White Bean, Black Olive, Sun-dried Tomato & Basil Paté
Very quick, easy and full of Mediterranean flavours. Serve in sandwiches, as a dip with crudités or crisp toast, or on a plate with salad leaves and ripe tomatoes for a light meal.
TOP TIPS
- Aldi and Lidl sell very reasonably-priced sundried tomatoes, artichoke hearts and olives.

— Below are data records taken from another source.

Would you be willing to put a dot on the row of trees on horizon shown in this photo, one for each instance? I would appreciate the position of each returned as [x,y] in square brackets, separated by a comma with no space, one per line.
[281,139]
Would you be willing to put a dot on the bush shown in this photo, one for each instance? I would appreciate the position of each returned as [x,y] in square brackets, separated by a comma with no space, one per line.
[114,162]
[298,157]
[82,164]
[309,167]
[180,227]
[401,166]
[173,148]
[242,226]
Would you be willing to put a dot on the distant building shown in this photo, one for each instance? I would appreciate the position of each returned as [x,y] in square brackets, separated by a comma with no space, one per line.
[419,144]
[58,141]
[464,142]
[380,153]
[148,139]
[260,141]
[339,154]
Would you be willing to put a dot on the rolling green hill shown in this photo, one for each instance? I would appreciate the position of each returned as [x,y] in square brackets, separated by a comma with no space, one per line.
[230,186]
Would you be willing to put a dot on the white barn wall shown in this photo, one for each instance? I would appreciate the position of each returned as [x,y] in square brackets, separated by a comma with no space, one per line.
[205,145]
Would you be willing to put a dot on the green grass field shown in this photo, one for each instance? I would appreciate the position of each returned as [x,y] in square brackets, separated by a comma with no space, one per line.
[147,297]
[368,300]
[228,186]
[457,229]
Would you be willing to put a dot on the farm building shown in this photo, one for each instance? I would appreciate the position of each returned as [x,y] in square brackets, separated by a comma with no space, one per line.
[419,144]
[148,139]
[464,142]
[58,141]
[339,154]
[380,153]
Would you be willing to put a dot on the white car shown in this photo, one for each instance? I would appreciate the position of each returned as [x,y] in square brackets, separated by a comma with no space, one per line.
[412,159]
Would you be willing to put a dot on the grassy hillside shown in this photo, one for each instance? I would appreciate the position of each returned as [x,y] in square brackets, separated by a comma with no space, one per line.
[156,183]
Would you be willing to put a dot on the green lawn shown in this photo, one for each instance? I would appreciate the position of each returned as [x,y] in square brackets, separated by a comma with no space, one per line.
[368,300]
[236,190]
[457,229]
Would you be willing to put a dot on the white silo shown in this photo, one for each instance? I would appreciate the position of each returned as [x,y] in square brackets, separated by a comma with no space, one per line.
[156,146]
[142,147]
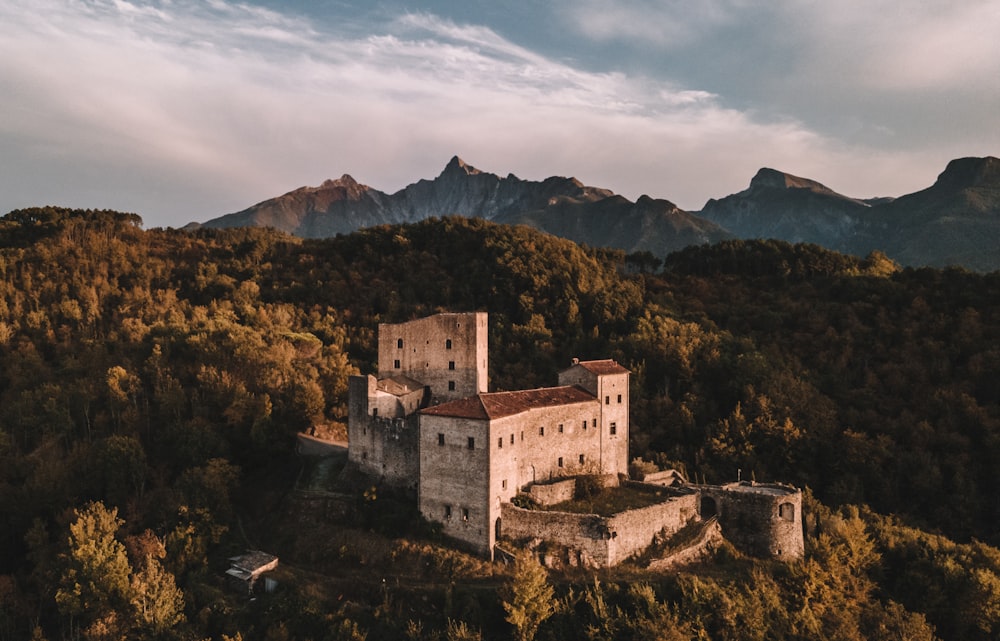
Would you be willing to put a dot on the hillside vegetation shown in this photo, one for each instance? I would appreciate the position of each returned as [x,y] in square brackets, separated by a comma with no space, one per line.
[152,383]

- Don’t throw away the gooey bean water – pour it into a clean screwtop jar or other airtight container – it will last in the fridge for a few days or in the freezer for a month or more. It’s also called aquafaba and can be used in place of egg whites or eggs to make cakes, meringues, mayo and more. Click to access this feature
Adapted with thanks from The GI Vegetarian Cookbook by Rose Elliot, published by BBC Books
Total time
10 minutes
Meal
- soups-starters
- sides-light-meals-and-salads
Servings
4
Ingredients
- Small garlic clove, crushed or ½ tsp garlic puree
- 420g can drained white beans – cannellini, white haricot beans or butter
- Juice of ½ lemon
- 3-4 soft sun-dried tomatoes
- 8 pitted black olives
- Salt and freshly ground black pepper
- A few basil leaves, torn
- Optional: 3 chopped artichoke hearts
ALL KITTED OUT: measuring spoons; tin opener; colander; clean jar to save bean water for later (aquafaba!), stick blender or similar; potato masher if you don’t have a blender; scissors; knife; chopping board
Instructions
- Put the garlic, cannellini beans, lemon juice, sun-dried tomatoes and black olives into a food processor and whizz to a thick chunky puree – use the pulse button or just blend a little at a time if you prefer a more textured dip. If using optional artichoke hearts, chop these up and add last – don’t blend. You can also snip a few of the sundried tomatoes to add more texture if you prefer.
- Snip the basil with scissors and mix in last then season with salt and pepper to taste. Serve with a couple of basil leaves for decoration if this isn’t going straight into a sandwich.